Kabwe

Cities in ZambiaCentral ProvinceMining historyIndependence movementEnvironmental health
5 min read

In Kabwe, the lights still hang from the posts that held them decades ago, but most of the bulbs are gone. Drive the outer streets and you roll over potholes that tell you the city is remembering a different era. This is the capital of Zambia's Central Province, a place where the movement for independence from Britain built its critical mass, and a place whose soil now carries a different, darker legacy. For more than half a century, a lead and zinc mine just south of the city center shed its dust across streets and playgrounds. Today, international researchers consistently rank Kabwe among the most lead-polluted places on earth, and the children who grew up playing in that dust carry the burden in their bones and blood.

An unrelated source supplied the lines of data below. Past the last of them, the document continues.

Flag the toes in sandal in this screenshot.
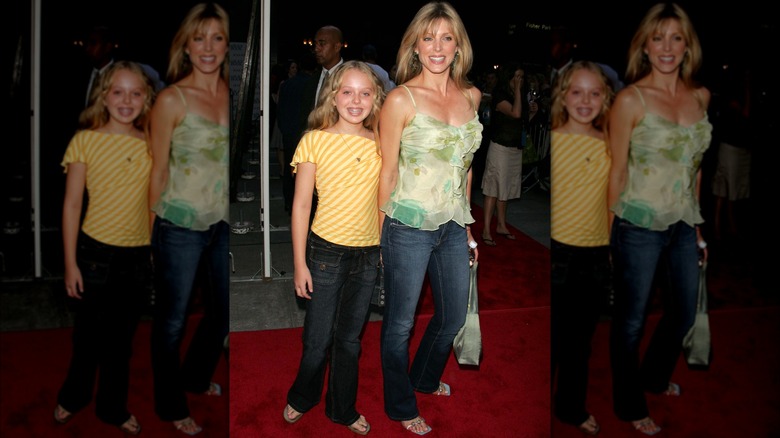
[348,415,371,435]
[282,405,303,424]
[401,417,432,435]
[203,382,222,397]
[631,417,661,436]
[54,405,73,424]
[578,415,601,435]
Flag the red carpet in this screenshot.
[230,207,551,438]
[230,308,550,438]
[0,316,231,438]
[552,307,780,438]
[418,205,550,314]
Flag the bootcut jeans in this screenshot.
[610,217,699,421]
[287,232,379,425]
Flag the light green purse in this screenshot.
[452,262,482,365]
[683,262,712,367]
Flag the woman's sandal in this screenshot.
[348,415,371,435]
[482,236,496,246]
[401,416,433,435]
[431,382,452,397]
[54,405,73,424]
[577,415,601,435]
[173,417,203,436]
[282,405,303,424]
[664,382,680,397]
[203,382,222,397]
[119,415,141,435]
[631,417,661,436]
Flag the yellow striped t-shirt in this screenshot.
[290,131,382,247]
[61,130,152,247]
[550,132,611,247]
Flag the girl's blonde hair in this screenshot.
[626,3,702,86]
[167,3,230,84]
[550,61,615,134]
[79,61,156,134]
[395,1,474,90]
[308,61,385,147]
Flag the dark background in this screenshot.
[0,0,778,278]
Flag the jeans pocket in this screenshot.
[76,245,111,286]
[308,242,342,284]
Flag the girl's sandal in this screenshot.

Broken Hill and What It Broke

The city's colonial name was Broken Hill, after a conspicuous hill just south of town with a natural shaft running through it. In 1902 prospectors found a massive lead and zinc deposit there, and the mine that opened became the largest employer for generations. It closed in the 1990s and has since reopened only partially, but the damage was already done. Decades of smelting and open-air processing blew fine lead particles across the surrounding residential areas. Children playing on Kabwe soil breathed it in, swallowed it, tracked it into houses. A 2017 World Health Organization assessment found blood-lead levels in Kabwe children ranging far above thresholds known to cause neurological harm. These are not historical victims. They are today's schoolchildren, loved by parents who know exactly what the dust has cost them.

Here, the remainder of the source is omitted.